From a distance, San Diego’s lights glisten like diamonds on velvet. I sit on my porch overlooking the city and watch them erupt to life. By the time the sun sets behind the horizon, the sky above the silhouetted build­ings glows with the warmth of tens of thousands of lights.

But when I drive through the city on business, the diamonds quickly lose their sparkle. Velvet turns to burlap and the warmth chills. Along north Broadway, men and women in evening attire stroll the street, holding hands, window shopping. Others rest at curbside restaurants sipping espresso. A little south, though, things change. Men and women in tattered clothing carry plastic shopping bags and rummage through trash bins.

One night I parked my car and stepped onto the sidewalk, moving closer than usual to the invisible residents of downtown—the people I often step around or avoid altogeth­er. Like Randy, an alcoholic, slumped against the graffiti-marred brick wall outside an Adult Video store. As I squatted beside him, I noticed a styrofoam cup at this feet. Next to it, on a torn piece of cardboard, he had scrawled, “Thank you.” I counted 50 or 60 cents in pennies, nickels and dimes at the bottom.

Randy is not a stranger to those who linger outside the row of liquor stores, thrift shops and century-old hotels. He told me he sets himself there every day, from 8 a.m. until after dark. Except when it rains. During those times he stays in his room across the street, watching television and drinking cheap whiskey. “Not many people on the streets when it rains,” he avoided my eyes as he spoke. “No sense gettin’ wet for a couple o’ dollars.” I tried to start a conversation about spiri­tual things, but he waved me off. “I know what you’re tryin’ to do.” This time he looked at me. “Tryin’ to help me. But I’m doin’ fine.” 

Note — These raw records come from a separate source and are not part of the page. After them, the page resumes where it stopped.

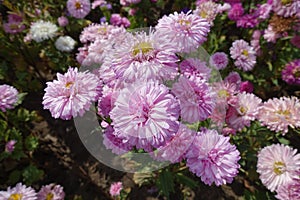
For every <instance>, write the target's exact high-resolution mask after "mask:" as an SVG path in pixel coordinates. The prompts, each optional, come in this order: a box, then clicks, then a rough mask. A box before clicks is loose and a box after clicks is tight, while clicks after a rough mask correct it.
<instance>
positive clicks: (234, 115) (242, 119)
mask: <svg viewBox="0 0 300 200" xmlns="http://www.w3.org/2000/svg"><path fill="white" fill-rule="evenodd" d="M237 100H238V101H237V104H236V105H234V106H230V107H229V110H228V111H227V116H226V123H227V124H228V126H229V127H231V128H234V129H236V130H238V131H240V130H241V129H242V128H244V127H245V126H250V123H251V121H254V120H255V119H256V118H257V116H258V114H259V110H260V104H261V101H262V100H261V99H260V98H259V97H257V96H255V95H254V94H251V93H246V92H243V93H239V94H238V95H237Z"/></svg>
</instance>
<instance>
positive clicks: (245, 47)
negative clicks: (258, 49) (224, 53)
mask: <svg viewBox="0 0 300 200" xmlns="http://www.w3.org/2000/svg"><path fill="white" fill-rule="evenodd" d="M230 55H231V58H233V59H234V60H235V62H234V64H235V66H237V67H238V68H239V69H242V70H243V71H250V70H252V69H253V67H254V65H255V64H256V52H255V50H254V49H253V47H251V46H250V45H249V44H248V42H246V41H245V40H236V41H234V42H233V43H232V47H230Z"/></svg>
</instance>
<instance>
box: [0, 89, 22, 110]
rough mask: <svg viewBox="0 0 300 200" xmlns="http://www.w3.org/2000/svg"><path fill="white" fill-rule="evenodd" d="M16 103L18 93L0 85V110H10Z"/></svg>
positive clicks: (16, 91) (13, 89)
mask: <svg viewBox="0 0 300 200" xmlns="http://www.w3.org/2000/svg"><path fill="white" fill-rule="evenodd" d="M17 101H18V91H17V90H16V89H15V88H14V87H12V86H9V85H6V84H4V85H0V110H2V111H3V112H5V111H6V109H12V108H13V107H14V104H15V103H16V102H17Z"/></svg>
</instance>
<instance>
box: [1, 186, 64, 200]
mask: <svg viewBox="0 0 300 200" xmlns="http://www.w3.org/2000/svg"><path fill="white" fill-rule="evenodd" d="M0 198H1V199H28V200H42V199H52V200H64V199H65V193H64V191H63V187H62V186H60V185H57V184H53V183H52V184H49V185H44V186H42V188H41V189H40V190H39V191H38V192H36V191H35V190H34V189H33V188H32V187H27V186H26V185H23V184H22V183H18V184H16V186H15V187H13V188H11V187H8V188H7V190H6V191H0Z"/></svg>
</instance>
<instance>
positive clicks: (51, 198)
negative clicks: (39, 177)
mask: <svg viewBox="0 0 300 200" xmlns="http://www.w3.org/2000/svg"><path fill="white" fill-rule="evenodd" d="M37 198H38V199H39V200H44V199H45V200H48V199H51V200H64V199H65V192H64V191H63V187H62V186H61V185H56V184H53V183H52V184H49V185H44V186H42V188H41V189H40V191H39V192H38V193H37Z"/></svg>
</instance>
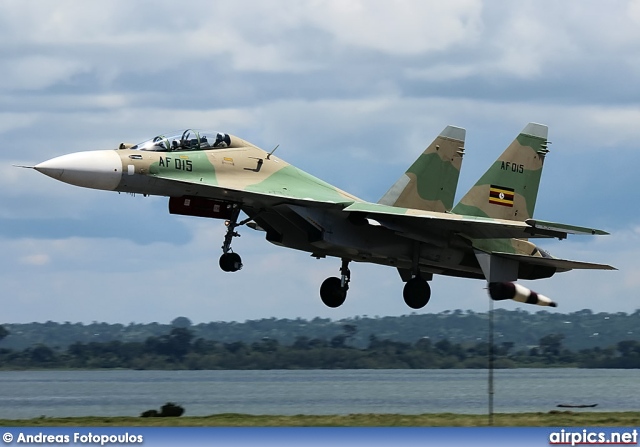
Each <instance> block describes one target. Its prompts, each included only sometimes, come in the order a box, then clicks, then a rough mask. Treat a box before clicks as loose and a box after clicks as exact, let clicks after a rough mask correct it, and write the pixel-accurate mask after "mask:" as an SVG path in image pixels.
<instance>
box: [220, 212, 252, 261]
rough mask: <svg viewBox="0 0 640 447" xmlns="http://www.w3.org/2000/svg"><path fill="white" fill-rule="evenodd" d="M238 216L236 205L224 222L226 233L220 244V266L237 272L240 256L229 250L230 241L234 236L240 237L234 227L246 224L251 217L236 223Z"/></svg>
mask: <svg viewBox="0 0 640 447" xmlns="http://www.w3.org/2000/svg"><path fill="white" fill-rule="evenodd" d="M239 216H240V207H236V208H234V210H233V214H232V216H231V219H229V220H227V221H226V222H225V225H226V226H227V233H226V234H225V236H224V242H223V244H222V256H220V262H219V263H220V268H221V269H222V270H223V271H225V272H237V271H238V270H240V269H241V268H242V258H240V255H239V254H238V253H234V252H233V251H232V250H231V241H232V240H233V238H234V237H240V234H238V233H237V232H236V231H235V229H236V227H239V226H241V225H244V224H246V223H247V222H249V221H250V220H251V218H248V219H245V220H243V221H242V222H239V223H238V217H239Z"/></svg>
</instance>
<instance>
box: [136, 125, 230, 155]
mask: <svg viewBox="0 0 640 447" xmlns="http://www.w3.org/2000/svg"><path fill="white" fill-rule="evenodd" d="M230 146H231V136H230V135H229V134H226V133H222V132H210V131H204V130H195V129H187V130H185V131H183V132H177V133H174V134H171V135H158V136H157V137H155V138H152V139H150V140H147V141H143V142H142V143H139V144H136V145H135V146H132V147H130V148H129V149H134V150H140V151H154V152H172V151H203V150H207V149H221V148H225V147H230Z"/></svg>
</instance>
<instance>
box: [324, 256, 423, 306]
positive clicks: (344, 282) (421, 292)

I’ve thought about Randy many nights afterwards as I sat on my porch, staring across Mission Bay toward the skyline. As I did, my thoughts drifted closer to home. I don’t like to admit it, but San Diego’s lights illustrate my life. From a distance, I also sparkle. Ask anyone who works with me or attends the same church. To them, I am a well-educated, successful nurse-manager. I am a family man, author, teacher - a leader within my sphere of influence.

But closer in, the glitter barely covers the burlap. Ask those who live with me. My wife and children know the angry words, the hypocrisies (transient as I hope they are), the broken promises. They know the tattered clothing beneath the starched suit and tie.

Yet, even they don’t know me the way God does. He steps into my life and understands my secret thoughts. He knows each of my deeds and every word before it crosses my tongue (Psalm 139). Even the “Randy” within me is open before him - my inner-person, who often convinces me that I am doing fine, while I am, in truth, “wretched and miserable and poor and blind and naked” (Revelation 3:17, KJV).

That’s why I need Jesus - a lover who knows so well my arrogant boasts, my lustful stares, my prideful thoughts - yet loves me, nonetheless (1 John 4:10).

I need a Lord who forgives every sin I bring before him in repentance (1 John 1:9). I need a friend who never gives up on me, who continues his work, changing my burlap into glistening robes (Philippians 1:6). I need a Savior to save me from what would be the eternal consequences of my sins (John 3:16).